Only 30% of the cotton produced comes from "rain-fed" farming.  The rest relies on irrigation, mainly wasteful flood irrigation. 

The Aral Sea in Central Asia vividly illustrates the effects of such stress. It shrank to just 10% of its former volume, through drought and decades of diverting water chiefly to irrigate cotton farms. 

2. Cotton's chemical usage

As well as being a thirsty crop, cotton cultivation currently uses lots of chemicals – 4% of all world pesticides and 10% of insecticides are used in cotton-growing. 

These inputs can pollute local ecosystems and drinking water supplies.

3. Social impacts of cotton farming

Cotton’s historic links to the slave trade are well known. In a miserable echo of that, rights groups have now documented evidence of the ongoing use of child and forced labour in cotton cultivation today, with children as young as five working in cotton fields or ginning factories in countries such as India, Egypt and Uzbekistan.

As a globally traded cash crop, cotton prices can fluctuate significantly. This hits poor cotton producers particularly badly, affecting their incomes, working conditions and quality of life.

Source: Common Objective

Organic Cotton

We are very proud to announce that 80% of the cotton used in our first collection is organic and GOTS & BCI certified.

Organic cotton is most widely recognised as a method of growing without the use of toxic chemicals. The multiple stages of the supply chain must remain chemical-free in order to be organic, including land preparation, using non-Genetically Modified seeds, soil, and weed and pest management. Once it is harvested the crop’s manufacturing process from raw fibre to fabric must also remain free of toxins. 

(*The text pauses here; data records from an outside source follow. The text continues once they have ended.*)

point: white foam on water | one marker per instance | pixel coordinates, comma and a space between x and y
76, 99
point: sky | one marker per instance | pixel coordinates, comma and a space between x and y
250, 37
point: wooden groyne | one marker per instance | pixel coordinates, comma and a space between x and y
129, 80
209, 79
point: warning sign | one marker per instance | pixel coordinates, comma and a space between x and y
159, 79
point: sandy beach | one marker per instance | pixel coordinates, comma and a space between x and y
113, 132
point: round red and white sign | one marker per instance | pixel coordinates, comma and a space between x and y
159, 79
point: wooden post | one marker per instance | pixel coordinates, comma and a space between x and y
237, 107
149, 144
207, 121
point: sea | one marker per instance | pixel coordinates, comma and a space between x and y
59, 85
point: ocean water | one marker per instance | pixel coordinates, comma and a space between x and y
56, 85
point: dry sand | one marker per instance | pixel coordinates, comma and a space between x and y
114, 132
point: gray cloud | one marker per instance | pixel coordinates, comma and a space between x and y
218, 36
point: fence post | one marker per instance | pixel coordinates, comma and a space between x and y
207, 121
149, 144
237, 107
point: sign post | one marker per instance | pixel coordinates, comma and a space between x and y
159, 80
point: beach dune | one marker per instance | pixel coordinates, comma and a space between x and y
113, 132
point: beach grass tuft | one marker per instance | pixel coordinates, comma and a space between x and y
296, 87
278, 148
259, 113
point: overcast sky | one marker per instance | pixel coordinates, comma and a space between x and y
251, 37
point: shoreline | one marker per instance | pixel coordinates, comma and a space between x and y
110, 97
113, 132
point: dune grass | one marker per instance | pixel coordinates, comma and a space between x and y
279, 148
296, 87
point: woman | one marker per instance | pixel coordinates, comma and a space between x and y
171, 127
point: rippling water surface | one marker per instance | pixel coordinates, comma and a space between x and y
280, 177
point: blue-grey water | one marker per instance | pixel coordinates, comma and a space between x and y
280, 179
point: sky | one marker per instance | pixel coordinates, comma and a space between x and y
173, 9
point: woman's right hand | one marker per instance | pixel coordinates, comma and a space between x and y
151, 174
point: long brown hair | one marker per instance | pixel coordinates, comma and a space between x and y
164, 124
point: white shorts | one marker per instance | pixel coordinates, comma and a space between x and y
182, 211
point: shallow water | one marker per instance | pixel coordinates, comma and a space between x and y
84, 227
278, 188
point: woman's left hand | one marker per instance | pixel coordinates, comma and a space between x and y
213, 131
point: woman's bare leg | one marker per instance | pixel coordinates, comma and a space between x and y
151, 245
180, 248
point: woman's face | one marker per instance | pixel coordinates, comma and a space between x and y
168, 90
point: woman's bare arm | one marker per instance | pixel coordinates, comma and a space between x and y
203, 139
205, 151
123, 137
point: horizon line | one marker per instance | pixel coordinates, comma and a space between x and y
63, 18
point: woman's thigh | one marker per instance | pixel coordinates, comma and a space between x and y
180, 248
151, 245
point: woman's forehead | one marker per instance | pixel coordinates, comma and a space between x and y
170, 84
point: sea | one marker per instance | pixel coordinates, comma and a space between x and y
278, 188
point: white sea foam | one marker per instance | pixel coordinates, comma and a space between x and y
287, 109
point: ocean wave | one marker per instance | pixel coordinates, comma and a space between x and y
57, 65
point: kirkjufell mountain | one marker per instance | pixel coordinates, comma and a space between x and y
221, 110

The World Economic Forum has identified water scarcity as a large global risk to society over the next decade, and conventional cotton production is not helping. Organic cotton has a much smaller impact on the water for a few reasons:

  • Organic farmers usually have healthier soil, both due to lack of pesticides and herbicides and through using other soil building techniques. Healthy soil can hold more water, like a sponge, leading to less flooding and more resilient soil during droughts.
  • Hazardous chemicals also can’t run off into waterways, so rivers, lakes and drinking water are kept cleaner.
  • Most organic cotton is grown in rain-fed areas. Farmers rely on rain to water their crops, rather than extracting water from the ground which can negatively impact local water supplies for communities.
  • Beyond water, organic methods don’t result in toxic chemicals contaminating land, air and food supplies, instead of supporting biodiversity that these chemicals destroy, and they don’t use fossil-fuel-based fertilisers. Organic farmers are also less likely to use monoculture practices, by growing other crops alongside cotton. This keeps soil healthier and protect crops, but also provides farming families and their communities with more stable and diverse food supplies and extra sources of income.

Source: Ethical Unicorn



This standard stipulates requirements throughout the supply chain for both ecological and labour conditions in textile and apparel manufacturing using organically produced raw materials.

Organic production is based on a system of farming that maintains and replenishes soil fertility without the use of toxic, persistent pesticides or synthetic fertilisers. In addition, it includes welfare standards for animal husbandry and prohibits genetically modified organisms.


The Better Cotton Standard System is a holistic approach to sustainable cotton production which covers all three pillars of sustainability: environmental, social and economic. Each of the elements – from the Principles and Criteria to the monitoring mechanisms which show results and impact – work together to support the Better Cotton Standard System, and the credibility of Better Cotton and BCI.

The system is designed to ensure the exchange of good practices and to encourage the scaling up of collective action to establish Better Cotton as a sustainable mainstream commodity.